Which is exactly where the now-resigned director of Soulpepper Theatre Company is likely heading after four young women came forward to say that he crossed a line. Repeatedly, with all of them.

There’s no question, if the allegations are all true, or even if just one of them is true, that he has abused his position. I can only admire the courage of these women in blowing the whistle, because this is theatre, remember, where pain and trauma and unsafe memories are the very stuff of becoming more real, and the director is there to make it happen.

The Method seems to have torqued over the years, so now the most extreme directors feel empowered to conduct rehearsals like an assault course, having little idea of the psychological and emotional damage they might be inflicting.
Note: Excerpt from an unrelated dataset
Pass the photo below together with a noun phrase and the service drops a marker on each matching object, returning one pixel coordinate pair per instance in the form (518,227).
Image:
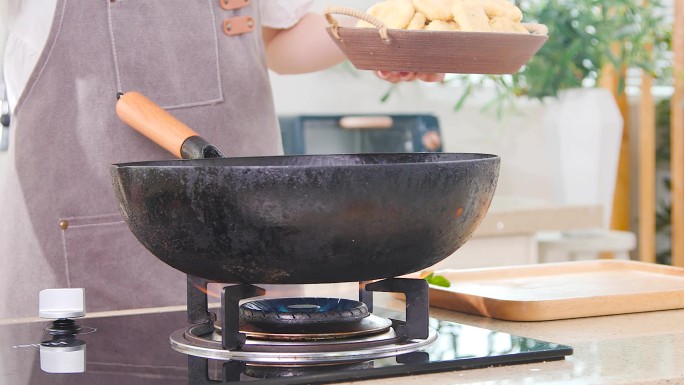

And many actors feel they must acquiesce for the sake of their careers.

It’s not for me to say how spilling one’s guts during rehearsal makes one a better actor. Maybe it does, though I’ve watched many actors perform convincingly by playing off a script, their imagination, other actors, and their own talent.

While “draining its swamp” of abusive personnel, theatre maybe needs to recognize that its actual modus operandi, its “method,” is increasingly at odds with a safe environment and an actor’s right to prepare and perform their art without indignity and abuse.

The Canada Council for the Arts pulled $375,000 in grant money last week from the theatre company.

“It’s very important to the Canada Council, as a public arts funder, that the organizations we fund provide a work environment that’s free of harassment, sexual misconduct or abuse of power,” the Council said in a statement provided to the Toronto Star on Friday night.

If art ever needed a theatre of cruelty, it can’t afford one any longer.